In 1974 Nelson abruptly left Pell's office and joined the staff of the Senate Committee on Rules and Administration. Pell appointed another member of his staff, Paul Goulding, as his new AA. (Providence Journal-Bulletin, April 10, 1974).
Nelson was seemingly a happily married family man with three children and a home in Bethesda, Maryland. In 1976, he openly declared himself a gay man and left his suburban home to live in the city. He remained good friends with his wife, whom he never divorced, and maintained contact with his children.

==Death==
Nelson was found murdered amid scattered newspapers and magazines in his apartment near Catholic University in Washington D.C. at 701 Quincy Street, NE, on June 1, 1981. The reported murder weapon was a large office typewriter.

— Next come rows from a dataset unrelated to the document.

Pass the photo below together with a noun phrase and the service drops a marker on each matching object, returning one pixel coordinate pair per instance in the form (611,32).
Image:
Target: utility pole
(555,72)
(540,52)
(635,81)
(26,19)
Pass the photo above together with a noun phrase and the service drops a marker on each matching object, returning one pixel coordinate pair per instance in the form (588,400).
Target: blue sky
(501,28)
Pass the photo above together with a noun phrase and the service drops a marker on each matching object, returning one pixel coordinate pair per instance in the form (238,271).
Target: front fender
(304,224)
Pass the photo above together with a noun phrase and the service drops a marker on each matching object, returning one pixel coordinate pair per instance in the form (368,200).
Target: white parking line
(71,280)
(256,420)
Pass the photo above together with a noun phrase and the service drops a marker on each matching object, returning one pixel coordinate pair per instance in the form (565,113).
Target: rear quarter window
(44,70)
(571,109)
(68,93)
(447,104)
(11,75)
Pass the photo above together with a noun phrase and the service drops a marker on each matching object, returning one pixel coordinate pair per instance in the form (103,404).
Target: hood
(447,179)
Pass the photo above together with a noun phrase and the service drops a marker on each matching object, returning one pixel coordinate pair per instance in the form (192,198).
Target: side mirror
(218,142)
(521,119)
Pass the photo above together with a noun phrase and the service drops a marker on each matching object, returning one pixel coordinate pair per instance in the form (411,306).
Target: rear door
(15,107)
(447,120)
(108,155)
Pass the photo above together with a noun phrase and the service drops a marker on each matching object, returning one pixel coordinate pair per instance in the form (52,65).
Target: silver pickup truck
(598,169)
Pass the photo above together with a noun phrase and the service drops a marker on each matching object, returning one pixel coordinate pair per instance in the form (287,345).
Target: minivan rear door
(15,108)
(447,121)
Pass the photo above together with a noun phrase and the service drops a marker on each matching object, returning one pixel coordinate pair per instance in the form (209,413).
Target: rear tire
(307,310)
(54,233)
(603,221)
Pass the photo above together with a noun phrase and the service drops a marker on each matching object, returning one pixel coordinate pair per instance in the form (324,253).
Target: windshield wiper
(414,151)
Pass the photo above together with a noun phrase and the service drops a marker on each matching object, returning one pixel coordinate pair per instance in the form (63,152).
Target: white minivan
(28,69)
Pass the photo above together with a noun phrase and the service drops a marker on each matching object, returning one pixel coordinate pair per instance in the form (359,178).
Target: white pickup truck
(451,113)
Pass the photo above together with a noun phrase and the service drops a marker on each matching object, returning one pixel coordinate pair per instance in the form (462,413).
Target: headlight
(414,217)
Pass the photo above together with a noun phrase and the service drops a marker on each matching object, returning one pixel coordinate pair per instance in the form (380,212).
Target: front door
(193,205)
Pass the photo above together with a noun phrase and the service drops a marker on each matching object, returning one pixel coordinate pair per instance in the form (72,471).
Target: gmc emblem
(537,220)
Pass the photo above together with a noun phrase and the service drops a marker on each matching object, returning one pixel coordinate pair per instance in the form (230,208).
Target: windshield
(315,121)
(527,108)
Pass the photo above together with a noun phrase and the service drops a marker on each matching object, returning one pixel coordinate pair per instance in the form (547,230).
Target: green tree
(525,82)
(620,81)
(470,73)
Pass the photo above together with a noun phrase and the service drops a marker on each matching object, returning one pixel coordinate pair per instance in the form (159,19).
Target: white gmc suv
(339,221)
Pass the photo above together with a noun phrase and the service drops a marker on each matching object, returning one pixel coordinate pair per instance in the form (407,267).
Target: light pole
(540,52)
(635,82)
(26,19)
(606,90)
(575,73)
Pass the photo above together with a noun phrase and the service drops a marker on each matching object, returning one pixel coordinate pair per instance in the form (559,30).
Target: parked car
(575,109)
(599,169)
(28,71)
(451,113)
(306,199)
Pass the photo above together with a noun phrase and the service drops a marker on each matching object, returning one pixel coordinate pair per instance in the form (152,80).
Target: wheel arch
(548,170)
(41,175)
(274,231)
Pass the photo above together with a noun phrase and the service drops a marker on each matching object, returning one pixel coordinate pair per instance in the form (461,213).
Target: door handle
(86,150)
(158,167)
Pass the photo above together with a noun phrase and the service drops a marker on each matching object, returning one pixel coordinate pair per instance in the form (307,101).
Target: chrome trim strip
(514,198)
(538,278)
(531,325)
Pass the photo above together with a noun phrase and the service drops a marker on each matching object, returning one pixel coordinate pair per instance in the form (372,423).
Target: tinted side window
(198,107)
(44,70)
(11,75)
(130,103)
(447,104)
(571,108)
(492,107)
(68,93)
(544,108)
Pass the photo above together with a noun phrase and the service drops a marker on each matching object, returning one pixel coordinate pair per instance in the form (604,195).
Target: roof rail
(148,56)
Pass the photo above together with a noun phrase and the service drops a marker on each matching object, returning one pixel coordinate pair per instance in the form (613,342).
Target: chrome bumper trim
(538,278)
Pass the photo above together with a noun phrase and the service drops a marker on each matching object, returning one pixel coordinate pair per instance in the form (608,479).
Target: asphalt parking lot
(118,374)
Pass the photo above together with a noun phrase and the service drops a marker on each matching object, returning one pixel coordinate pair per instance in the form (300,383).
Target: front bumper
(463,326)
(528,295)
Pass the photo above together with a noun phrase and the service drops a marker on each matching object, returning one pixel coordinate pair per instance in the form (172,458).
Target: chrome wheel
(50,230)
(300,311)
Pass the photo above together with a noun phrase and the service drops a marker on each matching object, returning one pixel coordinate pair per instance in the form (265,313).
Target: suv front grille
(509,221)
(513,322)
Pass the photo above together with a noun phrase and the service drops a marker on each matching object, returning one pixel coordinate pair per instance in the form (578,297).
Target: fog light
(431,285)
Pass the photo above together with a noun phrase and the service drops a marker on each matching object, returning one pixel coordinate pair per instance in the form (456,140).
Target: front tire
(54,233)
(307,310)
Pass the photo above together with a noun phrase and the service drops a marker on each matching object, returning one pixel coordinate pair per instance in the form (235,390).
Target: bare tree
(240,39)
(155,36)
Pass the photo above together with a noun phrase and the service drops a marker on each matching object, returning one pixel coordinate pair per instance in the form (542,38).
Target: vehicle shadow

On the floor of the Senate, the day after the murder, Senator Pell said: "There is probably no other Senate employee known to more of us than Ray (Nelson). The respect and affection with which he was regarded by his colleagues was shown when he was selected to serve as president of the Senate Staff Club, and last year was presented the Distinguished Service Award by the Congressional St
aff Club 'for his long time service in every facet of Senate life.' He also served as Senate Chairman for the Combined Federal Campaign." In a Washington Post article the day after the murder, Pell also said "Ray Nelson was a dear and old friend of my wife and me, as well as an associate who worked with me for many years. I grieve with and for his wife and children."

Before police sealed Nelson's apartment and office, a Senate staff member was allowed entry to remove 'sensitive' documents, thereby compromising evidence. Nelson's daughter Rebecca later stated that police did not interview family members who had been with him on the night before his death. Decades later, police revealed the crime scene had been staged and called the investigation "faulty police work". In November 1981, Wilmot Robertson wrote that Washington police had "clamped a lid of total secrecy" over the murder.